Easy Like Sunday Morning
This Sunday, when my mom friends are having their well-deserved massages and brunches, I will probably be doing my usual Sunday morning run to Starbucks and Whole Foods. The afternoon will be pretty typical too. No flowers. No gifts. And no unhappiness either. You see, I don’t do Mother’s Day. It’s just not important to me.
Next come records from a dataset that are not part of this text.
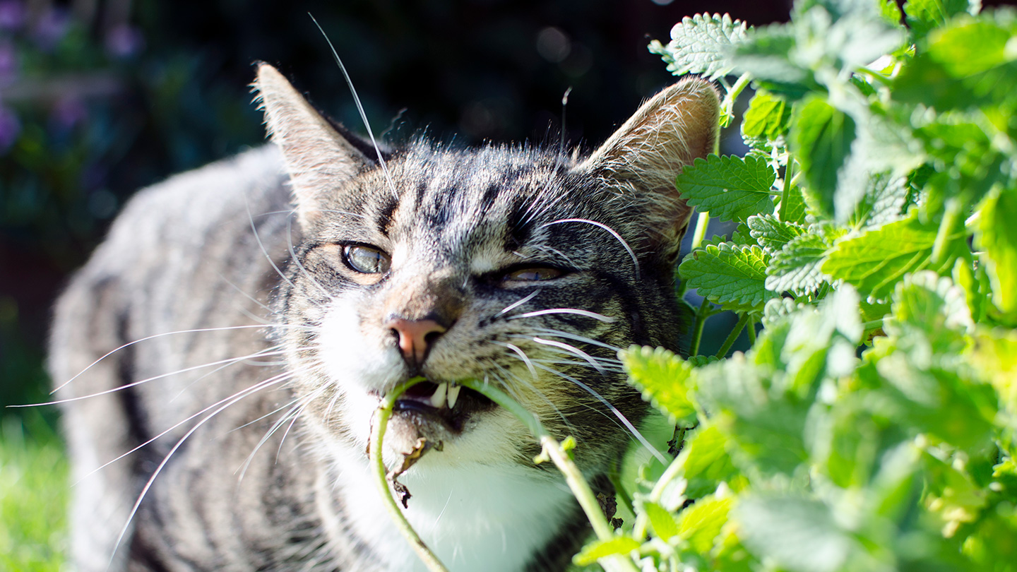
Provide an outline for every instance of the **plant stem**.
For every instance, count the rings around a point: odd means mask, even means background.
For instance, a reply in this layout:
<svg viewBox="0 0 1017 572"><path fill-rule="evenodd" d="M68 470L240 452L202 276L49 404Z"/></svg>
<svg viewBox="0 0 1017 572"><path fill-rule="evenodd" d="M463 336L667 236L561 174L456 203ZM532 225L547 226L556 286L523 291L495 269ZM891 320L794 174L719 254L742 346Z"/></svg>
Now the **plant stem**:
<svg viewBox="0 0 1017 572"><path fill-rule="evenodd" d="M703 244L703 238L706 237L706 227L709 225L710 213L700 213L699 219L696 221L696 230L693 232L693 250Z"/></svg>
<svg viewBox="0 0 1017 572"><path fill-rule="evenodd" d="M936 232L936 242L933 243L933 264L943 262L943 250L946 248L947 241L953 234L954 227L957 226L960 211L960 201L951 198L947 202L946 212L943 214L943 220L940 221L940 228Z"/></svg>
<svg viewBox="0 0 1017 572"><path fill-rule="evenodd" d="M693 341L689 346L689 357L699 355L699 344L700 340L703 339L703 325L706 324L709 309L710 300L703 298L703 303L700 304L699 311L696 312L696 323L693 325Z"/></svg>
<svg viewBox="0 0 1017 572"><path fill-rule="evenodd" d="M738 335L741 334L741 330L745 328L745 324L749 323L749 314L743 313L741 318L738 319L738 323L734 325L734 329L728 334L727 339L724 340L724 345L720 346L717 350L717 357L723 358L727 355L728 350L734 345L734 341L738 339Z"/></svg>
<svg viewBox="0 0 1017 572"><path fill-rule="evenodd" d="M604 512L600 510L600 503L597 502L597 497L590 489L590 484L583 477L583 473L576 466L576 463L569 458L567 453L561 448L561 444L547 433L547 430L537 419L537 416L524 409L515 399L508 397L507 394L490 384L479 380L465 380L459 383L482 394L484 397L498 404L498 406L503 407L530 430L530 433L540 441L542 448L541 457L546 456L551 459L554 465L558 467L558 470L561 471L561 474L564 475L569 489L572 490L573 496L576 497L580 507L583 508L583 512L586 513L586 518L590 521L590 525L593 527L594 533L597 534L597 538L601 540L613 538L614 529L607 522ZM608 561L602 564L609 563L608 567L613 570L639 572L639 569L629 557L614 555L600 560Z"/></svg>
<svg viewBox="0 0 1017 572"><path fill-rule="evenodd" d="M794 174L794 158L789 157L784 168L784 190L780 194L780 220L787 222L787 204L791 202L791 177Z"/></svg>
<svg viewBox="0 0 1017 572"><path fill-rule="evenodd" d="M388 478L385 471L384 459L381 455L381 443L384 439L385 431L388 427L388 417L392 416L392 407L399 399L399 396L403 395L403 392L410 389L411 387L417 385L418 383L424 381L423 378L413 378L412 380L397 386L392 391L390 391L384 398L381 400L381 405L378 406L377 410L374 412L374 426L371 432L370 444L368 446L368 457L371 461L371 468L374 470L374 483L378 487L378 492L381 494L381 499L384 501L385 509L388 511L388 516L392 517L393 521L396 523L396 527L399 531L403 533L403 537L410 542L413 547L414 552L420 560L427 566L427 569L431 572L447 572L447 568L441 564L438 557L431 552L427 545L420 538L417 531L413 529L410 521L406 519L406 515L403 511L399 509L399 505L396 502L396 498L393 496L392 491L388 488Z"/></svg>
Part of the reason for my disinterest in Mother’s Day is because I didn’t grow up with it as a big occasion. My own mother never cared about Mother Day’s, declaring it a made-up holiday. (She is not a particularly sentimental woman, my mother. I have inherited that trait from her. My husband is the marshmallow in our family.) My parents bought presents and sent flowers to their mothers, who did care, but my father never got my mother a present – after all, she wasn’t his mother. And my brother and I were not expected to get presents for our mother either. I remember, as a teenager, being relieved that I did not have to find a perfect gift for my mother or get dragged to an extended family brunch upon pain of grounding, like many of my friends. My mom is an intellectual! An English professor! Caring about Mother’s Day is so not her thing.
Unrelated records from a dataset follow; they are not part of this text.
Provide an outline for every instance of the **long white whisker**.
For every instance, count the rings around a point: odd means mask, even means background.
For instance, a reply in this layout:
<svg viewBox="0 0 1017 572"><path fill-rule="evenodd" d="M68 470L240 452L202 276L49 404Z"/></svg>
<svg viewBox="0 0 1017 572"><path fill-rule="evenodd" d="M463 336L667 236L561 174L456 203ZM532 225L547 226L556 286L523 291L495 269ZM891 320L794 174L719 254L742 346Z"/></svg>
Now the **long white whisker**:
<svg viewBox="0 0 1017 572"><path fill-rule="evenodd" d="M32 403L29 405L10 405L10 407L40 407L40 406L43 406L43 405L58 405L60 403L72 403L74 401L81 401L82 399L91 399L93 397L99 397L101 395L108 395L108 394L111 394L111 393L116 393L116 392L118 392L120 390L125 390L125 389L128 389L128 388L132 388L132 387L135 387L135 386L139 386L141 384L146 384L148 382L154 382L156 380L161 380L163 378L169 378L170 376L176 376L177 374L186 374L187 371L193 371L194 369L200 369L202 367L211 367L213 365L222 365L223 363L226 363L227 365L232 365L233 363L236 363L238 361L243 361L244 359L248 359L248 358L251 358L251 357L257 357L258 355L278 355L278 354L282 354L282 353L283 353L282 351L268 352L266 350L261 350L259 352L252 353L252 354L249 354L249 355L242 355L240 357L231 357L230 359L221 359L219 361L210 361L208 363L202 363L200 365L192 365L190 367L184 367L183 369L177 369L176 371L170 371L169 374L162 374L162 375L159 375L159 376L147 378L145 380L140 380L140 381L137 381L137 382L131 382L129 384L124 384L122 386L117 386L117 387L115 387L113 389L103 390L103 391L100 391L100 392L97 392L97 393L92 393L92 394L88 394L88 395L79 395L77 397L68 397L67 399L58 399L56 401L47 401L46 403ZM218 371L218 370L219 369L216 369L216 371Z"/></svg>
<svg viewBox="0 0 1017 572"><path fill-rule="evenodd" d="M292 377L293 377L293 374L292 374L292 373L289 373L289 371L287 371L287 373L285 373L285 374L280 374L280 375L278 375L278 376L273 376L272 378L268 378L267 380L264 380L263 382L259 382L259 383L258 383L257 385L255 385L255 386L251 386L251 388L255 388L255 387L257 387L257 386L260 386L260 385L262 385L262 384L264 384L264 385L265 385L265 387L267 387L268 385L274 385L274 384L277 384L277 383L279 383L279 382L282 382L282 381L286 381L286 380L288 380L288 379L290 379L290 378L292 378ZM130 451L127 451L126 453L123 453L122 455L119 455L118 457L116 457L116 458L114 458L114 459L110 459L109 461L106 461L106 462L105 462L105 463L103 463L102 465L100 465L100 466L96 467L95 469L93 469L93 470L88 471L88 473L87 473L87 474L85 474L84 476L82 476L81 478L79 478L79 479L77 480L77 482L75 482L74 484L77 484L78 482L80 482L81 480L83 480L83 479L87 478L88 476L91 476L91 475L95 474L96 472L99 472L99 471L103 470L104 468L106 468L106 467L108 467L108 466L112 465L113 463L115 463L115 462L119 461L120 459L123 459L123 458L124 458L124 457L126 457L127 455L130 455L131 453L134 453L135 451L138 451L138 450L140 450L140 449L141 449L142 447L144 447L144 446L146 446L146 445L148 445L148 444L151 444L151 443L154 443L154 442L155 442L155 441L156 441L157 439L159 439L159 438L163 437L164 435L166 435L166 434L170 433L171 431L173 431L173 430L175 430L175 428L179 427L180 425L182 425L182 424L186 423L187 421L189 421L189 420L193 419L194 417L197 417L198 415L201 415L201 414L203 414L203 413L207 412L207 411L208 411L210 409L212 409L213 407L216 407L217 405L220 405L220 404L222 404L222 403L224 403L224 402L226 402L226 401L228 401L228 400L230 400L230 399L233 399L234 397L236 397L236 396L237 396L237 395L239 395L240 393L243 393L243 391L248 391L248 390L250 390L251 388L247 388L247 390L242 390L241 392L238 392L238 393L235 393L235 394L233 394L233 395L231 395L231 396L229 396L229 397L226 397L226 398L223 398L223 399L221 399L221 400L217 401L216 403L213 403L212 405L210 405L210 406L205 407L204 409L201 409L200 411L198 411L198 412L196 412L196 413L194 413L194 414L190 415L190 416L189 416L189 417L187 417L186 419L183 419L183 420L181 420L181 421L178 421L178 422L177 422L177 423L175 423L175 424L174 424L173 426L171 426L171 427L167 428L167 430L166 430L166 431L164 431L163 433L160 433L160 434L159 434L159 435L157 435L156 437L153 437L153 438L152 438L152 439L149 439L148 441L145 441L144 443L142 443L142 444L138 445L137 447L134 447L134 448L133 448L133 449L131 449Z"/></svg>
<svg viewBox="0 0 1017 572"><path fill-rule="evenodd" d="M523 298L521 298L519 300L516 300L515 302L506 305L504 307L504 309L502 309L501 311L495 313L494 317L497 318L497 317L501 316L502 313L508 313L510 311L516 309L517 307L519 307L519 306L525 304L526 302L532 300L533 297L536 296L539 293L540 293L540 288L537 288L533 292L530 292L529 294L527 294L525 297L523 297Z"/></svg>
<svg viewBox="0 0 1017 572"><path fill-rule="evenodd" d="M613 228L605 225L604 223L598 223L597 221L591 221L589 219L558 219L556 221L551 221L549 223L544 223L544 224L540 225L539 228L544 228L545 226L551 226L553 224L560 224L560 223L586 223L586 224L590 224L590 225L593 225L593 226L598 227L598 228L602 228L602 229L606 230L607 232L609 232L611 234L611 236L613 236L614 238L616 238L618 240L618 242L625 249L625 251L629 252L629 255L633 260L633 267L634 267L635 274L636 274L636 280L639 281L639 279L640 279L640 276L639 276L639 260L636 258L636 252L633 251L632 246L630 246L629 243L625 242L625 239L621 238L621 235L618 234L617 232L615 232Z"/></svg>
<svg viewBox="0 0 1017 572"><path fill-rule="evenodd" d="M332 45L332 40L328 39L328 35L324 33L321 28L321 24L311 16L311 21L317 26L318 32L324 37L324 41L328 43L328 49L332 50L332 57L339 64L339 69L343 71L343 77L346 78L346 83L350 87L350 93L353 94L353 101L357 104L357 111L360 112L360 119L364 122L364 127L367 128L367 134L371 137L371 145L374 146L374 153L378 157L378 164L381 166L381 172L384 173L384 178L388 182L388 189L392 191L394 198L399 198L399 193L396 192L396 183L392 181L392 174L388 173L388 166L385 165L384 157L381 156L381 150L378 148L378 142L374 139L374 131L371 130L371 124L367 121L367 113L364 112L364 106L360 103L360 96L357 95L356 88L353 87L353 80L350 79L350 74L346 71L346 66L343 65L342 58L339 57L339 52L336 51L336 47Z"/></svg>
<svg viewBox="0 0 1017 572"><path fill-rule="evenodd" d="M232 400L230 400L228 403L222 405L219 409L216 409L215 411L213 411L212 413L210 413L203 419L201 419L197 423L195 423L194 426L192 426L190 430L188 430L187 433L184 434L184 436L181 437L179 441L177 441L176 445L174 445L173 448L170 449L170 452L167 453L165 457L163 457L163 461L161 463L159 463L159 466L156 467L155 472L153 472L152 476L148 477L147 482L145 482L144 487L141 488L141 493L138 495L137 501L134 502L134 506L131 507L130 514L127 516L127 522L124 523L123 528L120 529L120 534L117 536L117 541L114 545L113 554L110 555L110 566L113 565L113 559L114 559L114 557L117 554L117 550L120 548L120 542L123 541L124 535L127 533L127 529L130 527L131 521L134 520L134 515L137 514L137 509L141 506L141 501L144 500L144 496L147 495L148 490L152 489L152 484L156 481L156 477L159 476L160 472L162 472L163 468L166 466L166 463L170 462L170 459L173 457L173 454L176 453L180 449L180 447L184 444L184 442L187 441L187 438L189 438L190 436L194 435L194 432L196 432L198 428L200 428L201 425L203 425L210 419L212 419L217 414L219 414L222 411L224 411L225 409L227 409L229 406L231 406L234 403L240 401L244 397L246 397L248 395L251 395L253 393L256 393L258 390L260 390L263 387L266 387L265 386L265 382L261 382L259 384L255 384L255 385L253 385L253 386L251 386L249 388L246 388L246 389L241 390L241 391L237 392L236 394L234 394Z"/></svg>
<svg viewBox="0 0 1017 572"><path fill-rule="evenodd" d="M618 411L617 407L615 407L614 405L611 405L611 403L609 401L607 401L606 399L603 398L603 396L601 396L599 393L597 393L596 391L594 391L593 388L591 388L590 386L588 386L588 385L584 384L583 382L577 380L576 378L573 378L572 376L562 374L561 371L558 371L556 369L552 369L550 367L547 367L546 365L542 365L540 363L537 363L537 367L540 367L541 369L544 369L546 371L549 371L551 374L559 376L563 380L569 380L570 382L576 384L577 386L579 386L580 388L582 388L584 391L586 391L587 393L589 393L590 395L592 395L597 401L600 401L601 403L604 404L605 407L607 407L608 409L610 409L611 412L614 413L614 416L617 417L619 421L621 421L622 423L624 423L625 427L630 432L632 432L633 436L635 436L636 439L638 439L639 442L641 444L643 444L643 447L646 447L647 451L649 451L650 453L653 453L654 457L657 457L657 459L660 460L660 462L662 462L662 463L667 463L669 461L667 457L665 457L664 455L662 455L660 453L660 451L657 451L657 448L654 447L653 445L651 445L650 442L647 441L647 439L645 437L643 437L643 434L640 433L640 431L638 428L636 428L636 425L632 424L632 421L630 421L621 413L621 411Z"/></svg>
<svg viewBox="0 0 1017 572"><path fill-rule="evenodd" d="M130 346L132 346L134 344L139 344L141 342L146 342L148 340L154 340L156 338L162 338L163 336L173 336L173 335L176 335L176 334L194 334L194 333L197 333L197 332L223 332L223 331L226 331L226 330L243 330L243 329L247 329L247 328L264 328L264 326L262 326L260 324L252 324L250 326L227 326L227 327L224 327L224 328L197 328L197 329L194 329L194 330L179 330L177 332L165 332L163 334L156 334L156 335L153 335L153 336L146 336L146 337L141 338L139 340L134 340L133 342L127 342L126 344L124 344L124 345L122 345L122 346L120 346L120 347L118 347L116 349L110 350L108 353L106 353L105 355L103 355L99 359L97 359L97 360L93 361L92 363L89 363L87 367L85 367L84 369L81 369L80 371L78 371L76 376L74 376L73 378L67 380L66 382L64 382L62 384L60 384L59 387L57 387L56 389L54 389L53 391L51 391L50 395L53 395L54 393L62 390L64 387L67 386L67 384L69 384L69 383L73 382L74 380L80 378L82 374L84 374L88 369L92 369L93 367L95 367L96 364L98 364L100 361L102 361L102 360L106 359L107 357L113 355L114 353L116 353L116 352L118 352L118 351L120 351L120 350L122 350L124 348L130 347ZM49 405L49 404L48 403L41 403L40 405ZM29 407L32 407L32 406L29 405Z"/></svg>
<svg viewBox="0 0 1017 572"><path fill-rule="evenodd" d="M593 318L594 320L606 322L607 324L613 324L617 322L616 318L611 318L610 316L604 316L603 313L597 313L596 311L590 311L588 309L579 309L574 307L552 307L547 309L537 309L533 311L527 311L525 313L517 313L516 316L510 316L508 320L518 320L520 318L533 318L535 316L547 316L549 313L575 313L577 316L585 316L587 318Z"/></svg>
Having grown up with this jaded attitude towards Mother’s Day, I could hardly claim to care deeply about it now that I am a mother. I certainly do not begrudge any other mothers their day. Goodness knows all mothers deserve some recognition and some pampering. However, I can’t help but wonder if we are making too big a deal about Mother’s Day. In my area, all kid activities cease on Mother’s Day. My daughter has a soccer game every Sunday afternoon from April through June, except Mother’s Day. Really? It’s not acceptable to schedule a kid soccer game on Mother’s Day? Is it like supposed to be twelve solid hours of family togetherness? Or is it that moms should not be expected to spend an hour of their special day watching their kids play soccer? I honestly don’t get it.